Fotovoltaico: incentivi e incertezza normativa

Il fotovoltaico in Italia si prepara ad un nuovo taglio degli incentivi chiedendo misure graduali e certezze per il futuro, per evitare un calo improvviso degli investimenti, che potrebbero provocare la paralisi di uno dei pochi settori economici che hanno visto una crescita sostenuta negli ultimi anni.

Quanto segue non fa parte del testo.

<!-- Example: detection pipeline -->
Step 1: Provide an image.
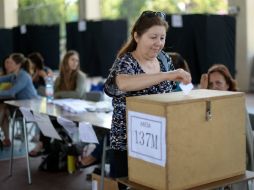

Se il 2011 è stato l’anno del boom, con oltre 9,3 GW installati, il 2012 rischia di vedere un calo repentino, dovuto non tanto al calo degli incentivi (previsto per altro già dal quarto conto energia), ma piuttosto all’incertezza sul futuro degli stessi.

Nei giorni scorsi sono circolate infatti diverse bozze di un ipotetico quinto conto energia, bozze mai smentite ufficialmente dai ministeri competenti, che vedrebbero una brusca riduzione dei contributi al fotovoltaico. “Una riduzione degli incentivi è accettabile, anche alla luce del calo registrato dalle materie prime”, ha spiegato Vittorio Chiesa, responsabile del dipartimento Energy&Strategy del Politecnico di Milano, “ma l’incertezza creata dall’esistenza di bozze ufficiose rischia di paralizzare il mercato”.

Secondo uno studio presentato proprio dal Politecnico milanese, l’industria del fotovoltaico sarebbe pronta ad affrontare il mercato senza l’aiuto degli incentivi a partire dal 2014, ma solo a fronte di ulteriore calo delle materie prime. Anche Andrea Brumgnach, consigliere di Anie/Gifi, ha criticato i continui interventi normativi: “Nel 2010 è stato messo a punto un piano triennale, rivisto pochi mesi dopo con un nuovo obiettivo quinquennale.

Oggi si parla di nuovi interventi e nel frattempo il mercato rallenta perché non vede chiarezza”. Secondo Brumgnach, inoltre, queste continue modifiche agli incentivi rischiano di mandare in confusione il mercato e offrire un’immagine negativa dell’Italia a livello internazionale. Ma la necessità di un nuovo conto energia è oggettiva: l’obbiettivo di budget annuale è stato infatti fissato a 6 miliardi di euro, ma già nei primi mesi del 2012 si è arrivati a una quota cumulata di 5,6 miliardi.